Thème : Le congrès à l'épreuve du langage
FAIRE CONGRES, OU L’EPREUVE DU LANGAGE
Un congrès n’est jamais une simple réunion. C’est un moment où une langue se met à l’épreuve d’elle-même, où elle se redéfinit en affrontant les turbulences du temps. Mitterrand, dont l’art du verbe façonnait les rituels du socialisme, disait que le congrès était pour les socialistes ce que Pâques est pour les chrétiens : un moment de fondation et de refondation. Une résurrection possible, mais jamais assurée.
- Faire congrès, c’est donc, d’abord, faire vivre une langue. Or, qu’est-ce qu’une langue vivante, sinon une langue parlée ? Non pas récitée, non pas figée dans les pesanteurs d’un lexique incantatoire, mais une langue qui se pratique, qui se déploie dans l’espace public. Une langue qui dit le travail, la solidarité, l’union ; qui parle des travailleurs et de l’immigration comme chance ; qui ne cède rien à l’imaginaire rétréci de la droite et de l’extrême droite. Faire vivre une langue, c’est refuser la contamination du vocabulaire de l’adversaire, c’est arracher le sens aux forces qui cherchent à le confisquer.
- Mais une langue n’existe que si elle est entendue. Il ne suffit pas de parler, encore faut-il être compris. Et c’est bien là l’épreuve du socialisme contemporain : il s’est fait langue morte. Non pas morte d’avoir été trop dite, mais morte d’être devenue inaudible. Il fut un temps où l’on parlait socialiste dans les bassins miniers, sur les docks, dans les quartiers populaires, dans la fonction publique. Ce temps n’est pas seulement révolu, il s’est fragmenté. Dès lors, faire vivre la langue socialiste, c’est l’alphabétiser à nouveau. C’est lui redonner ses locuteurs perdus.
- Or, alphabétiser suppose une politique. Une stratégie pour retrouver celles et ceux qui se sont éloignés – non pas par trahison, mais par lassitude, par désillusion, par défiance. L’héritage des années Hollande a creusé cette distance, et il faut désormais la combler. Non par de simples discours, mais par un langage qui retrouve la force de l’action. Comme cela a été le cas au moment de l’élaboration de la NUPES ou du NFP.

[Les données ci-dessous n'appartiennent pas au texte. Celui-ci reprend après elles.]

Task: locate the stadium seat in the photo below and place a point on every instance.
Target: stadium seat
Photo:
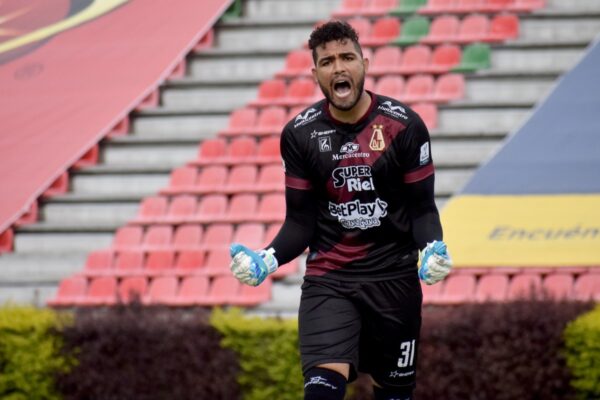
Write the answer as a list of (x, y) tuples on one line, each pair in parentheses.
[(152, 209), (99, 262), (223, 290), (270, 91), (416, 59), (242, 207), (559, 285), (350, 8), (182, 180), (192, 291), (271, 178), (101, 291), (160, 262), (157, 237), (211, 178), (128, 236), (162, 290), (458, 289), (492, 287), (71, 291), (413, 29), (587, 286), (435, 7), (390, 85), (298, 63), (473, 28), (271, 208), (217, 262), (428, 113), (418, 88), (271, 121), (210, 208), (383, 31), (443, 58), (475, 56), (129, 262), (240, 121), (524, 285), (187, 237), (448, 87), (268, 151), (443, 29), (249, 296), (189, 262), (218, 235), (241, 178), (251, 234), (503, 27), (385, 60), (408, 7), (132, 288)]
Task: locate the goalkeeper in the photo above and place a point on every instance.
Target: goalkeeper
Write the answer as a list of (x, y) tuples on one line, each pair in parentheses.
[(360, 196)]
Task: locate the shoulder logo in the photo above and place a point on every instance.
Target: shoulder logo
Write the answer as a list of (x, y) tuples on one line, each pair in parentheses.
[(377, 142)]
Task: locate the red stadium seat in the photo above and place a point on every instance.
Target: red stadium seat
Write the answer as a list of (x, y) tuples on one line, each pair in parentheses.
[(152, 209), (524, 285), (251, 234), (211, 207), (132, 288), (448, 87), (162, 290), (187, 237), (71, 291), (190, 262), (157, 237), (211, 179), (128, 236), (160, 262), (242, 178), (559, 285), (298, 62), (390, 85), (182, 180), (385, 60), (193, 291), (415, 60), (492, 287), (240, 121), (428, 113), (218, 235), (99, 262), (383, 31), (442, 29), (459, 288)]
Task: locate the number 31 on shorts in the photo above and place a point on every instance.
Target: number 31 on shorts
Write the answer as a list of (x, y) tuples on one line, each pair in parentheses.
[(407, 354)]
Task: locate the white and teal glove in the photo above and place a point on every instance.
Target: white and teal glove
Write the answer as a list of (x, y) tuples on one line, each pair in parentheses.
[(435, 262), (251, 267)]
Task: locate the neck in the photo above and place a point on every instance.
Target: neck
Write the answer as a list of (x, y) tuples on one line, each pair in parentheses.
[(355, 113)]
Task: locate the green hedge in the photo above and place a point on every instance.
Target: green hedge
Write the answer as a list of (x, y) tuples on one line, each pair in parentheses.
[(30, 353), (268, 354), (582, 338)]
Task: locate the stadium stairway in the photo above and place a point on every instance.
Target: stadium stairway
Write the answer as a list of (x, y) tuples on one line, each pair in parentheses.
[(224, 78)]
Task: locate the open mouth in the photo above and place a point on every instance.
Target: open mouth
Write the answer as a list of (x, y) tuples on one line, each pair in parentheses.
[(342, 87)]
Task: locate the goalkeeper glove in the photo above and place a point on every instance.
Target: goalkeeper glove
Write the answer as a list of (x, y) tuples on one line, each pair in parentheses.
[(435, 262), (251, 267)]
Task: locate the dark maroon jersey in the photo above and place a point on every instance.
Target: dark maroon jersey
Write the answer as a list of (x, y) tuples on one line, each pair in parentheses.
[(358, 175)]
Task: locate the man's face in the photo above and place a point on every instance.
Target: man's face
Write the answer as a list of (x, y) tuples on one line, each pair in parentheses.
[(340, 71)]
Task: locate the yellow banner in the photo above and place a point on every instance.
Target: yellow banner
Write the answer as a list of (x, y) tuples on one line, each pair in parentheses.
[(523, 231)]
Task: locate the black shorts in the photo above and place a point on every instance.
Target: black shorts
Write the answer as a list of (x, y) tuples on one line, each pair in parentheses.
[(372, 325)]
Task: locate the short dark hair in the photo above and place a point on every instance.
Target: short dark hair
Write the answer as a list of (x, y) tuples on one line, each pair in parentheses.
[(332, 31)]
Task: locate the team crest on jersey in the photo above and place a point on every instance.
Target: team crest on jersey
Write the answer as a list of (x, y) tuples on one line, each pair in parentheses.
[(377, 142)]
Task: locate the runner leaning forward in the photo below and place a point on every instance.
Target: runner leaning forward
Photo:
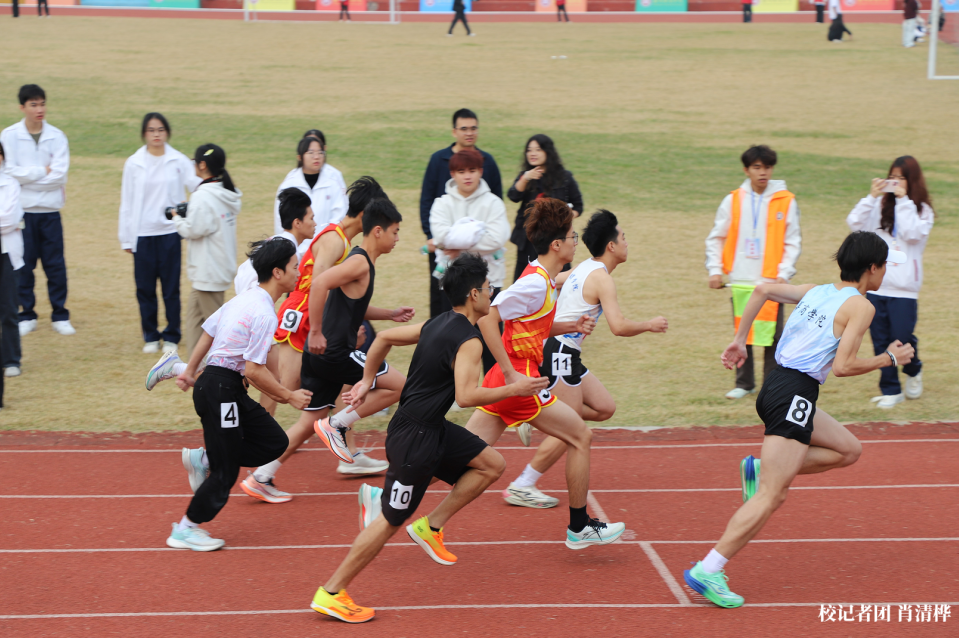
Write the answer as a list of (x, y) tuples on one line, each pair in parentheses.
[(824, 332)]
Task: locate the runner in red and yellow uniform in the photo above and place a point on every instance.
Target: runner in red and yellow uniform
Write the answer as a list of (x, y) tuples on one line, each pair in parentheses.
[(528, 308)]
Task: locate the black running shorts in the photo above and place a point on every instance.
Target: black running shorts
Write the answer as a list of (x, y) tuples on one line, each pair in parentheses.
[(417, 452), (787, 404), (562, 362), (325, 379)]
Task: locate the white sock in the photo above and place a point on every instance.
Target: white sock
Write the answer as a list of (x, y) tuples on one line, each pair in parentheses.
[(185, 523), (265, 472), (713, 562), (344, 419), (528, 478)]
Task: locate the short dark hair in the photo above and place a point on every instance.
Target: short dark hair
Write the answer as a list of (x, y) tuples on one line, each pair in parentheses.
[(464, 114), (380, 212), (361, 193), (547, 220), (30, 92), (267, 254), (761, 153), (462, 276), (600, 230), (155, 116), (859, 251), (293, 205)]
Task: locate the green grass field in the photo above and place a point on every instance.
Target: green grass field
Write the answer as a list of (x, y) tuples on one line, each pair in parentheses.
[(650, 118)]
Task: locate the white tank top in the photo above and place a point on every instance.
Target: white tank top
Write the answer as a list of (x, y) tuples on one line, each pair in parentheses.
[(808, 343), (571, 305)]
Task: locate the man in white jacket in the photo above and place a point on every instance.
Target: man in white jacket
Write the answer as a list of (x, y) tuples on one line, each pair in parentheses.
[(38, 156), (755, 239), (210, 229)]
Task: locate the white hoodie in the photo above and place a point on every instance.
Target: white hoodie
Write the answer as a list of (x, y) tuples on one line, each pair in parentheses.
[(210, 227), (745, 270), (911, 232), (482, 206)]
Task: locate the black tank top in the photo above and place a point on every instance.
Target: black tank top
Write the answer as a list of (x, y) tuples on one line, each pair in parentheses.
[(343, 316), (430, 387)]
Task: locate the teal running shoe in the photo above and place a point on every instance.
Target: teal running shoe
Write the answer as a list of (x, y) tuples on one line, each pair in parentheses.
[(749, 473), (712, 586)]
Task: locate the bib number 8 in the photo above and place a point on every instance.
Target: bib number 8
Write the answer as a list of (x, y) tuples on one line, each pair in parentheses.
[(799, 411)]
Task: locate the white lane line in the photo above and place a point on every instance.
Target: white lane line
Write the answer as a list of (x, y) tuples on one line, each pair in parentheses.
[(516, 542), (750, 443), (154, 614), (665, 574)]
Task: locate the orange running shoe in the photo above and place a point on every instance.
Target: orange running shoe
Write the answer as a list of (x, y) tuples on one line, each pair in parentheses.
[(340, 607), (430, 541)]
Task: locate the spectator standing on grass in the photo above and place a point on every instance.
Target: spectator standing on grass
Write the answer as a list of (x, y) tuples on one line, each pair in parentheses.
[(38, 156), (11, 260), (755, 239), (156, 177), (542, 175), (903, 218), (210, 230), (322, 182), (435, 179)]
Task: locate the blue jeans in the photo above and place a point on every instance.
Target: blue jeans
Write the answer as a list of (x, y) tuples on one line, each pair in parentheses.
[(895, 319), (43, 240), (158, 257)]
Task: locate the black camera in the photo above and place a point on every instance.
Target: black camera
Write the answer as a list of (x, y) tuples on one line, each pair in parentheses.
[(179, 209)]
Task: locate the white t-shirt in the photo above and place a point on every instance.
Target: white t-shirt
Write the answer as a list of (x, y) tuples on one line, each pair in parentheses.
[(242, 330)]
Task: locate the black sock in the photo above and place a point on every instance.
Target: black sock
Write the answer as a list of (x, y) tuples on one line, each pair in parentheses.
[(578, 518)]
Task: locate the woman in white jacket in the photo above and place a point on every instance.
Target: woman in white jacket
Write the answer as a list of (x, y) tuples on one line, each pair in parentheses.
[(898, 210), (322, 182), (155, 177)]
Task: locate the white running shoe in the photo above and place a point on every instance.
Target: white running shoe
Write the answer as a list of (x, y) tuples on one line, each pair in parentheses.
[(64, 327), (525, 432), (914, 386), (595, 533), (162, 369), (27, 326), (370, 504), (528, 497), (362, 464), (199, 540)]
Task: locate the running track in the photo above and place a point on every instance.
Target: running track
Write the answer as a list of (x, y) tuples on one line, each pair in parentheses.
[(84, 521)]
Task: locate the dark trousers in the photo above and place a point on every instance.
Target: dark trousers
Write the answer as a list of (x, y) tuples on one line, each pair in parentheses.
[(10, 339), (237, 433), (745, 376), (158, 257), (895, 319), (460, 17), (43, 240)]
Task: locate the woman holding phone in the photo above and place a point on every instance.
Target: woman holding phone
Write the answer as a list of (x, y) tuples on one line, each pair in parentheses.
[(897, 209)]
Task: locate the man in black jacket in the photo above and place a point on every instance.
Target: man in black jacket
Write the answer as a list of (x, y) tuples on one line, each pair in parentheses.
[(465, 132)]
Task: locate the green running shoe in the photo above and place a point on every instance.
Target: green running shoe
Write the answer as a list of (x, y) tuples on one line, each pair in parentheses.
[(749, 473), (712, 586)]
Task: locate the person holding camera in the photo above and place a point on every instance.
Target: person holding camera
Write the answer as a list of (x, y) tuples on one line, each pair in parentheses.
[(155, 178), (208, 223), (899, 210)]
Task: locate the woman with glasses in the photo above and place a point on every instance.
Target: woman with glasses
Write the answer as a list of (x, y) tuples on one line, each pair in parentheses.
[(323, 183), (542, 175)]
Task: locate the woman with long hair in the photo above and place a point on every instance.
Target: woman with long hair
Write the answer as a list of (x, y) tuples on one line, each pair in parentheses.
[(542, 175), (899, 210)]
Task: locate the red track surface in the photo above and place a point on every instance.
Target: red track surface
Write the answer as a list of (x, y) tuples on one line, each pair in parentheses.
[(828, 544)]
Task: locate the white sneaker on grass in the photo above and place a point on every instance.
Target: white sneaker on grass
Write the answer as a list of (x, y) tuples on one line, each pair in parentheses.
[(199, 540)]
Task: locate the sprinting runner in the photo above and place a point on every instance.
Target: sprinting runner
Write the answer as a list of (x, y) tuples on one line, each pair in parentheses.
[(420, 442), (589, 290), (528, 307), (237, 431), (330, 247), (824, 332)]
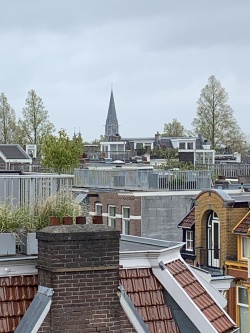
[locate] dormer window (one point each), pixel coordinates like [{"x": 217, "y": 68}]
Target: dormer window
[
  {"x": 244, "y": 247},
  {"x": 182, "y": 145},
  {"x": 189, "y": 240}
]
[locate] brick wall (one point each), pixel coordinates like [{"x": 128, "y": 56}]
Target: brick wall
[
  {"x": 112, "y": 198},
  {"x": 228, "y": 217},
  {"x": 81, "y": 264}
]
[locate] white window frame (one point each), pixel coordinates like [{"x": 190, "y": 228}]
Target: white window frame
[
  {"x": 189, "y": 240},
  {"x": 125, "y": 221},
  {"x": 98, "y": 204},
  {"x": 243, "y": 240},
  {"x": 242, "y": 305},
  {"x": 112, "y": 218}
]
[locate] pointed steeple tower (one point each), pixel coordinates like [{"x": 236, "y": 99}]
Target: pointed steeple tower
[{"x": 111, "y": 127}]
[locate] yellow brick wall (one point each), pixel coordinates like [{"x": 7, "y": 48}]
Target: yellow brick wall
[{"x": 228, "y": 217}]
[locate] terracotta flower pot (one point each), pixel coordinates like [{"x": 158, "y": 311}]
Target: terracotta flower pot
[
  {"x": 67, "y": 220},
  {"x": 81, "y": 220},
  {"x": 54, "y": 220}
]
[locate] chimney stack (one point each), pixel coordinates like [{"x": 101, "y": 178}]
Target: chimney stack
[{"x": 81, "y": 264}]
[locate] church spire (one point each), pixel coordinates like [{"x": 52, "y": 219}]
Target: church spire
[{"x": 111, "y": 127}]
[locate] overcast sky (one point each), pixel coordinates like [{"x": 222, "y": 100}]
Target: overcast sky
[{"x": 158, "y": 54}]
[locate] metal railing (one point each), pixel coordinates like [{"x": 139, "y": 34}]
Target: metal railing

- Car la langue du socialisme est une langue de rupture. Mais encore faut-il savoir avec quoi rompre. Il ne peut être question d’ambiguïté. Rompre, c’est d’abord s’arracher à la confusion qui nous a fait perdre notre place naturelle dans le débat public. C’est refuser toute compromission avec un gouvernement qui n’a cessé d’abîmer l’idée même de justice sociale et de briser les espoirs de transformation. C’est assumer pleinement notre rôle de cœur battant de l’opposition, car c’est ainsi – et seulement ainsi – que nous redeviendrons le cœur battant de la gauche. Retrouver notre langage, c’est retrouver notre centralité dans le combat politique, c’est réaffirmer que le socialisme n’est pas un entre-deux, mais une force motrice, une boussole, une dynamique de rupture et de refondation. En ce sens nous ne sommes pas des sociaux-démocrates. Nous n’acceptons pas l’ordre établi. Nous sommes là pour transformer la société pas juste pour la réformer gentiment.
- Et cette rupture n’a de sens que si elle débouche sur une langue commune. Il ne s’agit pas seulement de ressusciter la langue d’un parti, mais de retrouver une langue partagée, capable de rassembler toute la gauche et, au-delà, de parler à la société tout entière. Une langue qui répare, qui réconcilie, qui rend possible une autre manière d’habiter le monde. Une langue politique, au sens plein du terme : celle qui permet à une communauté de se reconnaître et de se projeter ensemble vers l’avenir.
Ainsi, faire congrès, c’est bien sur s’accorder sur un programme mais c est surtout refaire le pacte du langage. Dire ensemble, pour pouvoir agir ensemble. Car c’est bien cela, au fond, la politique : une manière de parler qui donne prise sur le réel.